Matthew Greisinger Improving Singapore Through Its Public Spaces When I started my project, I knew that I wanted it to be centered around cities. With the time restraint paired with the complexity of the topic, I understood that I had to focus on a single aspect that makes a city unique. Therefore, I decided to focus on public spaces and the impacts they have on their cities. Upon meeting my mentor, an urban planner who travels around Southeast Asia, he encouraged me that the best way to learn was to travel to different places and draw comparisons between them. Therefore, by traveling to and comparing Singapore’s Clarke Quay and Malaysia’s Malacca City, my goal was to find a single aspect I can adapt from Malacca City to improve the Clarke Quay. Once I got started, I knew that it would be extremely difficult, for I am trying to compare apples and oranges in a sense. However, I know that doing this experience has taught me more about public spaces than any book or website could.


Alex Greisinger SAS Student Application & Building Management Interface I have heard many complaints from students at SAS about problems that are present within the campus’ physical environment. Classrooms too cold. Bathrooms are flooded. These problems are ones that are talked about among the student body on a consistent basis but yet never seem to go away. There was not a way to get the voices of the students heard by the people who could solve the problems. Therefore, I felt that a beneficial project for SAS to implement would be an application where SAS students could provide feedback on the issues they encounter within the physical SAS campus and an interface that SAS building managers could use to more effectively identify, organize, and solve the problems based on the student feedback.


Janvi Kalra Smart AC - Stay Always Cool Ever woke up in the middle of the night to adjust the AC? Ever had to interrupt your workout to do the same? Ever felt cold and warm in different places of the same room? Over the course of two catalyst semesters I have been working on a controller that aims to automatically adjust the AC temperature set point to one’s body comfort. This year I came into the Catalyst class with a functional prototype of the controller and worked to improve the prototype. I did this by running tests, analyzing test results and doing quantitative research from credible sources. In parallel to modifying my prototype, I worked on creating a website for my project. This website aims to create a clear, concise way of documenting the different aspects of my project.


Cosette Koh How to Eat Science: A Course Delving Into The Science Behind Food I’m on a journey to make a difference and to break the stereotypes of who or what a scientist is. I’m starting locally, attempting to institute a lasting change in the SAS community by building the school’s first food science course, that counts as a science credit and encompasses three main units of nutraceutical science, food chemistry/taste perception, and food modification/sustainable agricultural techniques. I’m attempting to spark new states of wonder by meshing together students’ universal love for food with their not-always-soprevalent love for science. I’m becoming the mad hatter of my own narrative, and this course is my wonderland. I hope to enthrall students’ senses with the spherification of fruit and emulsification of creams, and open their eyes to the chemical reactions behind these explosive, artistic creations. By unveiling the chemistry behind a very ordinary aspect of our lives, I re-ignite the magic behind science.

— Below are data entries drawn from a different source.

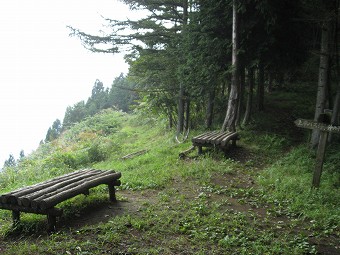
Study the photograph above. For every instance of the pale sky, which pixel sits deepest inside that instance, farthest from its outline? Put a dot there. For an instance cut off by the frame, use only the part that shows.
(43, 70)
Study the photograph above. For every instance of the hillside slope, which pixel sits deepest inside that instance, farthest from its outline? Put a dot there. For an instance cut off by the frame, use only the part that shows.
(256, 200)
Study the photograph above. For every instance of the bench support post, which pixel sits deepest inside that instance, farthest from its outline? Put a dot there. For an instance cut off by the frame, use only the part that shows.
(112, 193)
(51, 222)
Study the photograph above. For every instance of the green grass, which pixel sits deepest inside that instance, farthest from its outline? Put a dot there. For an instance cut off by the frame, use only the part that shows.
(259, 201)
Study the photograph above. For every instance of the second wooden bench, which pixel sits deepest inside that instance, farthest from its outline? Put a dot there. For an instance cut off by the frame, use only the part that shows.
(42, 198)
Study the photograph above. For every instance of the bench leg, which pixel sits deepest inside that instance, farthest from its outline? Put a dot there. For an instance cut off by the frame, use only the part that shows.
(16, 218)
(51, 222)
(112, 193)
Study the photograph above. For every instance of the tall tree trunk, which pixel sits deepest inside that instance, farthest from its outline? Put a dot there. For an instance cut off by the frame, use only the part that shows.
(241, 96)
(250, 97)
(210, 109)
(187, 113)
(336, 106)
(230, 118)
(180, 123)
(260, 88)
(181, 102)
(321, 98)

Gabby Koh Time of Death: Creating an App to Predict Mortality Rate in ICH Patients The brain remains an unknown domain. It’s unpredictability and mystery has been what’s fueled my interest for it. Catalyst has allowed me to delve deeper into my fascination and perhaps even make a change. For my Catalyst project, I will create a Swift-based application that will be used to predict the 14-day mortality rate of intracerebral hemorrhage (ICH) patients. I dedicated this semester of Catalyst to analyzing patient CT scans (that would be used to create the mortality prediction module), learning how to code in Swift, and creating a design layout of how my app would look like. The volumetric analysis that I have done has allowed NNI to create a more accurate prediction equation. By creating this equation and putting it in an easy-to-use, aesthetic application, it allows the information to be easily accessed, convenient, and efficient. The application created will ultimately be for patients to predict their 14-day outcome, however it also can serve as a way to collect new data to make the equation better with each patient it serves.

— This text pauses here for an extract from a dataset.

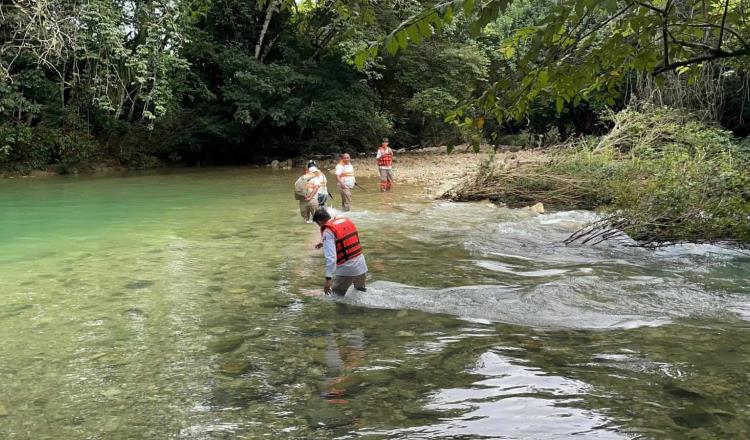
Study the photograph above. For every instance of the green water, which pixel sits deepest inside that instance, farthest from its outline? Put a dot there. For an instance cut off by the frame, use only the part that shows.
(181, 306)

Haewon Lee Student Government: Helping Students Lead Themselves Students have few opportunities to govern themselves. In class, the boss is the teacher. At home, we have our parents to worry about. One of the only institutions where students are meant to govern themselves from beginning to end is the student council, but even that isn’t perfect. Lots of problems with student government in high schools can be summarized with one sentence, “We just don’t know enough.” Student councils often occupy a space that’s either behind-the-scenes, separate from most other student activities, and is just not something that many students not directly involved are invested in. My Catalyst project was a semester-long inquiry into how our model at SAS could be made to avoid these problems. I researched models of student government at other schools, compiled student, teacher, and admin opinions on the topic, and used all this information to create a new vision of our SAS student council.

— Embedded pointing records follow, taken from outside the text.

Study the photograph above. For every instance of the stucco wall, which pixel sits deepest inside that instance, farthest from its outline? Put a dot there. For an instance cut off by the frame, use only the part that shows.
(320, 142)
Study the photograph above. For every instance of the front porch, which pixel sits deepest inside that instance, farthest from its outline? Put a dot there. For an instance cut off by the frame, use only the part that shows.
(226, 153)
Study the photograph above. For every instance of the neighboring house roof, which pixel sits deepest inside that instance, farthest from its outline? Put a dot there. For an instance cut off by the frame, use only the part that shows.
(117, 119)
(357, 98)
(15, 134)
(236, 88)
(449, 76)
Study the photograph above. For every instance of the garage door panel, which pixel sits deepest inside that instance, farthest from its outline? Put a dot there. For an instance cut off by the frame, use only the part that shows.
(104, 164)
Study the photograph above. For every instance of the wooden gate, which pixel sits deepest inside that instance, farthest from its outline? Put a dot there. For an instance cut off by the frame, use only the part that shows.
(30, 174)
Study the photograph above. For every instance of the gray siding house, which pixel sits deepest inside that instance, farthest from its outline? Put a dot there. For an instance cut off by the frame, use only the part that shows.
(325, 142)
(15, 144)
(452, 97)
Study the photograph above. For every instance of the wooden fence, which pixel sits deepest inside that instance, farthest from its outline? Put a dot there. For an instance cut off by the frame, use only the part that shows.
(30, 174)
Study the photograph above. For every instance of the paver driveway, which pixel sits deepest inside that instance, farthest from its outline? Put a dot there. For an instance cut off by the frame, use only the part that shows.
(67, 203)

Aditi Mahesh Creating A Fashion Forward Line: KorathiByAditi KorathiByAditi is an online store I created that incorporates beads made by Korathi women, a disenfranchised community in Tamil Nadu that is very involved in the arts. I take the necklaces and beads that they make and redesign them into something modern yet traditional that women of this day and age would actually want to wear. The platform I am using is Etsy, a place where artistic entrepreneurs can find their audiences and flourish. All the profits go back to the Korathi community. Modern yet ethnic.


Hana Matsudaira Strengthsfinder: The Power of Strengths Conversations For my catalyst project, I trained to become a Strengths Communicator, someone who is trained in the 34 Strengthsfinder strengths. The purpose of my project was to help my peers gain a better understanding of their top five strengths and see how they play out in their day to day lives. My project included 10 one hour strengths conversations with 10 peers and advocating for the Strengths program in the high school. Ultimately, through my project I was able to gain a better understanding for those around me through strengths.


Will Mundy Putting Others to Sleep: A Behavioral Economics Talk What if there was a way to develop healthier sleep behaviors by leveraging the irrational quirks that reside within each of us? That is where my Catalyst project comes in. This semester, I investigated whether the behavioral economics principles of commitment, consistency, and social proof could be used to influence healthier sleep behavior. I gathered a large participant pool of nearly 30 students at SAS, and divided them into three groups: the control group, and two treatment groups. After a weeklong study involving participants posting a commitment to sleep at a certain time to achieve a healthy amount of sleep, I have analyzed the results to determine whether behavioral economics can be used to develop healthier sleep behavior in students.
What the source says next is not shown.